Такая вот мирная картина.

Две Пенелопы дуют чай и смотрят на вернувшегося из странствий человека, который сам себе льет на спину.

— Алексейч, — величаво, но не без трусости восклицает хозяйка, — падалицы вон сколь яблок нападало, у меня кости ноют подбирать, наклади себе.

— Простите? — фыркая, как конь в овсе, отвечает постоялец.

Хозяйка машет рукой и почти открыто сообщает тетке Алевтине:

— Нелюбимой он какой-то, Валентина (она не может, видимо, воспроизвести слово «нелюдимый». И «Алевтина» у нее не получается).

Новый Одиссей убирается к себе.

Тетка Алевтина же похохатывает довольно. Причем совершенно некстати. Смех у нее низкий, трубный. Несущийся в сторону терраски.

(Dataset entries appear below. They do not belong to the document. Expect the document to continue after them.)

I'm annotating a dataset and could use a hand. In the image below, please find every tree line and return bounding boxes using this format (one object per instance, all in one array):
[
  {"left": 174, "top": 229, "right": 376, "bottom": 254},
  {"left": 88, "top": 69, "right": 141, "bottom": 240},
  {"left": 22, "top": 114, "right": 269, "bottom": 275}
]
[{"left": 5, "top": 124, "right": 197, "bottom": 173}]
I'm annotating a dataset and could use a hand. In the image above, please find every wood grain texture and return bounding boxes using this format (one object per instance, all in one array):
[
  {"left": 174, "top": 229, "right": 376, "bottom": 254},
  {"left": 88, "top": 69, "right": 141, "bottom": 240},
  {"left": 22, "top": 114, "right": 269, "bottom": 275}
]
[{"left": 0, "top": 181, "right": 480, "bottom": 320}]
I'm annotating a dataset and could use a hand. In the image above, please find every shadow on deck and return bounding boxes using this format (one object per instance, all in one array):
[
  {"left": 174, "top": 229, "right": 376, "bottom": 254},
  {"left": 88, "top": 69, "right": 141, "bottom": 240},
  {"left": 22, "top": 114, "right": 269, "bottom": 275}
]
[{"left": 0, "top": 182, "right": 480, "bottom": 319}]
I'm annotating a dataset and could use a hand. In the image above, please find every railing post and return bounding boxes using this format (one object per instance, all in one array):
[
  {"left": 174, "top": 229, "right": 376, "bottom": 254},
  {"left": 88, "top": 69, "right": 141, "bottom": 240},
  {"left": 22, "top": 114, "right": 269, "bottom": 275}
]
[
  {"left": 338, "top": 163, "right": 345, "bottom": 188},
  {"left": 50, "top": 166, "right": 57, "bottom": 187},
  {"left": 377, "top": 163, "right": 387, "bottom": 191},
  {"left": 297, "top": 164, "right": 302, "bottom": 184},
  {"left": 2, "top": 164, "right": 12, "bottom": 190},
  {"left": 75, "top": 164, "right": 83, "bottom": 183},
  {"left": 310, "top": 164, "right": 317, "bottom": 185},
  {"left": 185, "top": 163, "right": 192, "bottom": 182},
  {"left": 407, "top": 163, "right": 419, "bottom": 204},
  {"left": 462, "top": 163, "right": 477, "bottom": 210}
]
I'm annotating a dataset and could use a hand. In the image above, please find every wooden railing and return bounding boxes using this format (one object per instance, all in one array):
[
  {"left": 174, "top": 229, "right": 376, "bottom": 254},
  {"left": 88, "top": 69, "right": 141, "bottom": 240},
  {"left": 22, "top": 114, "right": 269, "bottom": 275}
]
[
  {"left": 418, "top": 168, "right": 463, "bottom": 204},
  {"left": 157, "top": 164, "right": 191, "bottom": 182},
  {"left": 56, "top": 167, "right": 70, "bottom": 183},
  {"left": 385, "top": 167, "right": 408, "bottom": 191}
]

Но там тихо, темно. Ничто не шебуршнется.

— Чуден Днепр при тихой погоде, — ни к селу ни к городу замечает тетка Алевтина и опять изрыгает свой утробный хохот.

Как бы намекая на профессию учителя.

Хозяйка тем временем талдычит свое:

— Тридцать пять лет ему, и никого.

— В смысле?

— Что же человек гуляет. Добро пропадает. Вхолостую живя.

— Какое… добро? — хохочет московская тетка, уже давно сама напряженно размышлявшая на эту тему.

У тетки Алевтины много-много есть на примете девочек и женщин, тоскующих в перенаселенной Москве, но не для них, не для девушек, перенаселенной. Для них-то Москва безлюдная пустыня с волками. Утром на работу, вечером с работы в опасениях, на выходные надо куда-то сходить в гости или с подругой по магазинам, тоска.

А тут вот он, здоровый. При всем своем организме, не кривой не хромой, не заика, не псих, наверное.

Как это он ловко ответил «простите», чтобы ничего не отвечать. И пресек ненужный разговор.

А яблок-падалицы полно по окрестным брошенным деревням, вон сколько вокруг тоже вхолостую стоящих, одичавших садов с малиной, смородиной мелкой, сливами, дикими грушами!

— Он не в Комаровку ли бегает? — вопрошает задумчивая Алевтина.

— Хер яво знает, — зевает хозяйка.

— Ну иди, я чашки помою.

— И то пойду, Валь. Ребята поздно прибегут. У меня аллергия на солнце, я в четыре встаю, я така мочунья, — важно заявляет страдалица и уползает к себе на ведро. Из приоткрытого окна слышен далекий звон струи, как в подойник.

Попили чайку, так сказать. Так-то хозяйка поднимает юбку под деревьями, считая это полезным для сада, но когда тут вечером постояльцев полон двор!

Частые звезды проклевываются на небесах, проступают как знаки судьбы, создают рисунок будущего.

Тетка Алевтина вздыхает, глядя в сторону ушедшего заката.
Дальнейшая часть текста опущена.